It’s not just an album influenced by the cinematic, it’s one that you’ve literally built with the language of cinema by pulling scenes and concepts.

Yeah, no, I mean, I think so I think that it was a big part of this album. And, you know, I’m really hoping that films use this record for like, you know, for the, for the movie, or trailers, or whatever. Because when we handed over to our publisher, he was just like, this is a publishing dream, because it’s so epic. And, you know, it’s like, sometimes you get a win with those, sometimes you don’t, I just like the idea that somebody is working on there, or, you know, their film or show or whatever. And then they’re just like, Oh, my God, this song would be perfect. You know, there’s something fun about that, or, like, this song just completes the thing that I’m trying to make. And, you know, there’s, there’s a, you know, we’re not writing specifically for that. But when he said that, I hadn’t even thought of it because I was so focused on the, you know, the act of making it. But, you know, I mean, if I was writing for publishing, I would basically want to quit, like, just how it’s not why I’m here. I just want to make I just want to make the thing.

Murder By Death Dan Ozzi

This is your first album, being released without a label?

Yeah, completely independent.

How does that feel?

You know, it’s, it’s challenging because basically it’s not even something it’s like that I wear as a badge of honor or shame or anything, I don’t have that many feelings, it just seemed like the thing that made the most sense to do. Right now. I mean, we’ve had so many records that we didn’t even like, see, if anybody was interested in working with us, or tried to shop the record at all, we didn’t even try it, because he just said, you know, we’ve been pushing in this direction for so long dealing directly with the audience. Let’s just try it. And I think it was, you know, when we worked with bloodshot for the last three records, we were basically doing the same process, but then we would, they would help us by using their team to promote it, and to push it into the world. And when bloodshot went to funked, we just said, Man, I don’t feel like hunting around for another label, and just trying to like, you know, convince somebody, that we’re still relevant, or whatever, you know, we felt like we had to do, like, let’s just make a great album, and then let’s just put the album out, you know, and there’s a lot more bands doing that with label services these days. And, you know, we have people that are, you know, filling in the roles necessary, that, you know, a label would have done. And, you know, it’s not the exact same thing, but it’s also just part of the changing climate of the industry. So it’s not, not that rare to be doing what we’re doing now, especially if you’re a, you know, a band that’s been around for a long time, you kind of just like, start to figure out how to do things on your own. And we’ve done so much between doing our own mail order and vinyl. And, you know, we’re heavily involved in every aspect of this band. So it’s like, let’s just try it. You know, I’ll see how it goes. The truth is, like the way we do them with the Kickstarters. It’s kind of like the most direct experience we have with the album anyway. So, you know, for now, I just can’t wait for it to get out in the world on Friday and people to enjoy it.
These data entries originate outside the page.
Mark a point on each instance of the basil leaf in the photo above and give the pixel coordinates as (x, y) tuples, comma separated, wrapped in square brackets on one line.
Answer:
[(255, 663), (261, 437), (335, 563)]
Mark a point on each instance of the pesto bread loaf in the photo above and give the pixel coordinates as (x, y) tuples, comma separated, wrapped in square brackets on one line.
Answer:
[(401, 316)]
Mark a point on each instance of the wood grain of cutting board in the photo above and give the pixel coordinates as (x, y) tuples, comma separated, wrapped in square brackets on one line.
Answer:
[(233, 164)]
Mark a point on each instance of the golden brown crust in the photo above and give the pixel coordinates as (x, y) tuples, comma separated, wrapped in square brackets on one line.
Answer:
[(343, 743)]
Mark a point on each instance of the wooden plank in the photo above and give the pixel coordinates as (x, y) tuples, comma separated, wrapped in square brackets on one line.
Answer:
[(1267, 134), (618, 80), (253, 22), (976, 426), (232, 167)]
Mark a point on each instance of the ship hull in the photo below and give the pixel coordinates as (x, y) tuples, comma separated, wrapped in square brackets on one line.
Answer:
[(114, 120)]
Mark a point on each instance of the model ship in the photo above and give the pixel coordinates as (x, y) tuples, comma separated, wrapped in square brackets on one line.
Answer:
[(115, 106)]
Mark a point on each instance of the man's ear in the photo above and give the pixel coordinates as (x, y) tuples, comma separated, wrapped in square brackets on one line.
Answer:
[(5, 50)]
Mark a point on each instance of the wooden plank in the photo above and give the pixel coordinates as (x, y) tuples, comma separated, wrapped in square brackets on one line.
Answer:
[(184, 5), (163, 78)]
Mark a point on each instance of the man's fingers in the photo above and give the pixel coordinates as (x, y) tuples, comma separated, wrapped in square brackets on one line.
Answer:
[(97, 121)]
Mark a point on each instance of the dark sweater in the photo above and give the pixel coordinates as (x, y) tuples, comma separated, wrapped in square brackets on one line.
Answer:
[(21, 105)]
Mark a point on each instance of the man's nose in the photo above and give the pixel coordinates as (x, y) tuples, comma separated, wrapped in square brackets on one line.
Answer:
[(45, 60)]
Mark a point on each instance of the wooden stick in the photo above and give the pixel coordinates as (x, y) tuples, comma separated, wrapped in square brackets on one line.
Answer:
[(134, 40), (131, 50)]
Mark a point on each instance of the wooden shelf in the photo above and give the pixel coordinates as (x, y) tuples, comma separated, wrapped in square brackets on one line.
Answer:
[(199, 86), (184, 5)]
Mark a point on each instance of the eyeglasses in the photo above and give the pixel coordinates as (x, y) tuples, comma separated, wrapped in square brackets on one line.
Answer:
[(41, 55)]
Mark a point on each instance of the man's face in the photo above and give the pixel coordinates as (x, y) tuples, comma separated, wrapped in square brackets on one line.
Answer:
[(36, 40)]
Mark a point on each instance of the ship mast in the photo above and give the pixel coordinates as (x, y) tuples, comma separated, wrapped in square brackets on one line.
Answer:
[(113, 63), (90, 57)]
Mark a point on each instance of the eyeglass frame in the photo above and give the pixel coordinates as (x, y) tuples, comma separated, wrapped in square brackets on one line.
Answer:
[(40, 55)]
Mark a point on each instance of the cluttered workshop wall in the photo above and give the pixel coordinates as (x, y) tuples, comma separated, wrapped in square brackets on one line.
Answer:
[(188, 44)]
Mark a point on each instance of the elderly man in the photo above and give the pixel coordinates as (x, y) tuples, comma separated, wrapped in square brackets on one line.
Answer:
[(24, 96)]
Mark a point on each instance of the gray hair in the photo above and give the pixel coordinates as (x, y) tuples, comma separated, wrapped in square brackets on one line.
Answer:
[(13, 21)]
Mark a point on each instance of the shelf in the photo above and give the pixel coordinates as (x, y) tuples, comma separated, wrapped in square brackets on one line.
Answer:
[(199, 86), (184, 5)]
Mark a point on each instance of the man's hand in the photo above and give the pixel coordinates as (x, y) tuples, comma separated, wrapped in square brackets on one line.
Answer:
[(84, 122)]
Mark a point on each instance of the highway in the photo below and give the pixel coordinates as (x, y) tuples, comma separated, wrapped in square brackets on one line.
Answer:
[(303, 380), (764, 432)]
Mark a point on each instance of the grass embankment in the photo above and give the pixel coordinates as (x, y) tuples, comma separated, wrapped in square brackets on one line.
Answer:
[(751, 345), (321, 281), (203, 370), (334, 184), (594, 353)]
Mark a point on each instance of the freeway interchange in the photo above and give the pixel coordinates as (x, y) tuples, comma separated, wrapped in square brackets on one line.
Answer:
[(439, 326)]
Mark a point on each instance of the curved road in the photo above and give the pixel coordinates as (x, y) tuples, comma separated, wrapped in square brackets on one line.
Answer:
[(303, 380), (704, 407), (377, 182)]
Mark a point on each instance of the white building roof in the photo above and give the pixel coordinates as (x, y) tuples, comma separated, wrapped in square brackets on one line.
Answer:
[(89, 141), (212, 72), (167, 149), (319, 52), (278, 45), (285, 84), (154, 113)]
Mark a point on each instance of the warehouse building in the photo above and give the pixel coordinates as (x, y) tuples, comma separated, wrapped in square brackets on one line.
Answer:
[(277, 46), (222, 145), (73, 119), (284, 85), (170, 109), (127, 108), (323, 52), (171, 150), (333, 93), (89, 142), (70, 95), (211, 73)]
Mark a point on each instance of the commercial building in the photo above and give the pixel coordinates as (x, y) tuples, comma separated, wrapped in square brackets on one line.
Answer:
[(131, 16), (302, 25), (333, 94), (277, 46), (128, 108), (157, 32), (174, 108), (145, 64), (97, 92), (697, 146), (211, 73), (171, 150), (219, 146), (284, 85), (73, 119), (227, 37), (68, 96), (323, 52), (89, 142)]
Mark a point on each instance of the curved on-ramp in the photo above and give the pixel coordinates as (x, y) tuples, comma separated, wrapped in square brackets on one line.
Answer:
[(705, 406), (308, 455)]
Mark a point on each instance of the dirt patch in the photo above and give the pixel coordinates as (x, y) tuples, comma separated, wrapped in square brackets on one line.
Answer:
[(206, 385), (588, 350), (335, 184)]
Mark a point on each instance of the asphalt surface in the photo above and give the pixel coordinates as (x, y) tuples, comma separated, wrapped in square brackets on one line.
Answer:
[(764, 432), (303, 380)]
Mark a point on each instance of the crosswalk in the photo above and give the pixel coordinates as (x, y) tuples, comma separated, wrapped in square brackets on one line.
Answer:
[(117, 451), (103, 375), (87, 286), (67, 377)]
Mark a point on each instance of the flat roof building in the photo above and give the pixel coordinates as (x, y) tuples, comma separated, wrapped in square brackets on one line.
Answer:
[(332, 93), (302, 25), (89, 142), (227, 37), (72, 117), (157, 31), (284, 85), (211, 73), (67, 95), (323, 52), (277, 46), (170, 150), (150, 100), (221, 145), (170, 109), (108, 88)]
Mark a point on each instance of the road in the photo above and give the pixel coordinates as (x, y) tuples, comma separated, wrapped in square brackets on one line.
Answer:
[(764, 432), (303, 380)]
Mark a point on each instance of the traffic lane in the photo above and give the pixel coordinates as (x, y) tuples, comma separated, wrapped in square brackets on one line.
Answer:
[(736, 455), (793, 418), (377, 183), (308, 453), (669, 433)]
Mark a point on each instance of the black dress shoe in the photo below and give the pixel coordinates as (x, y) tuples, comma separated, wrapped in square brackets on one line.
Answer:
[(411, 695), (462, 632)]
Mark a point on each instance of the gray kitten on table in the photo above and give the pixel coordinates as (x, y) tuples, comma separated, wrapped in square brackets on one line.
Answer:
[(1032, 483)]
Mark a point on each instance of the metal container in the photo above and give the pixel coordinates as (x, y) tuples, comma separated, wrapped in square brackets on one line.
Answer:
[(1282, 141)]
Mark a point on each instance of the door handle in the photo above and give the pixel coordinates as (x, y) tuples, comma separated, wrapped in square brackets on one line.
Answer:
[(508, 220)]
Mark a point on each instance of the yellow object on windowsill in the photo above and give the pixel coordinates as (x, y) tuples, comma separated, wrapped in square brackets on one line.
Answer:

You’ve got the cave shows coming up. How many of these songs are you going to be performing for a live audience for the first time?

Wwe’re going to play the entire album start to finish to start the set in the cave on Saturday. Fabulous. So we have played two of them. Two of the songs to audiences that our family hotel shows, while we were still working on them. So we’ve actually like, modified one of them pretty dramatically since those shows when we finished up writing for the studio, because we basically played them live. And they said, we did this really challenging song live to try to like, see what it felt like, and it needed more. And we fixed everything that we were like 5050 on, and now it came out great on the recording. So we actually restart rehearsals with the full band altogether. Tomorrow, it’ll be interesting to hear. You know, since we made the recording, like it’ll be the first time we’ve just like sat down and played it. You know, as a live song, live interesting to like, here are a couple of the things because we did change parts in the studio from, you know, the rehearsals a couple of days before the studio, so they’ll sort of be like relearning some of these for the first time. And then the cave show will be a bit of a exciting thing for us, because there’s such a freshness to playing those new songs. So, but I think ultimately, it’s going to be exciting.

Are there? Are there any deep-cut tracks that you guys are having to pull out of the vault relearn ahead of the tour? Or are your hands full, mastering the new album that you’ve got? It’s more

I think, because this tour is a Coville with amigo the devil. We wanted to just keep the focus on, you know, we selected good good songs to play from the back catalogue. And, you know, 1000s of people have been, you know, asking for and that kind of stuff. And so we, you know, we’ve selected a good amount, like, maybe like 30 back catalogue songs, and then we’re gonna basically be playing like, you know, selections from the new record every night that like every song will be played on every song from the new record will be played on the tour, just with a different combination, depending on the night. So yeah, we’re just trying to like kind of follow you know, I’m curious to see which new songs translate really well alive. The end that people request, you know, I’m, I don’t know yet. I don’t know what people are going to be into. I’m curious what people’s favorite tracks are and so that’ll be that’s kind of the fun Part of doing an album release tour is your you know, you’re sharing your stuff, but you’re also like learning. You’re learning what people are excited about?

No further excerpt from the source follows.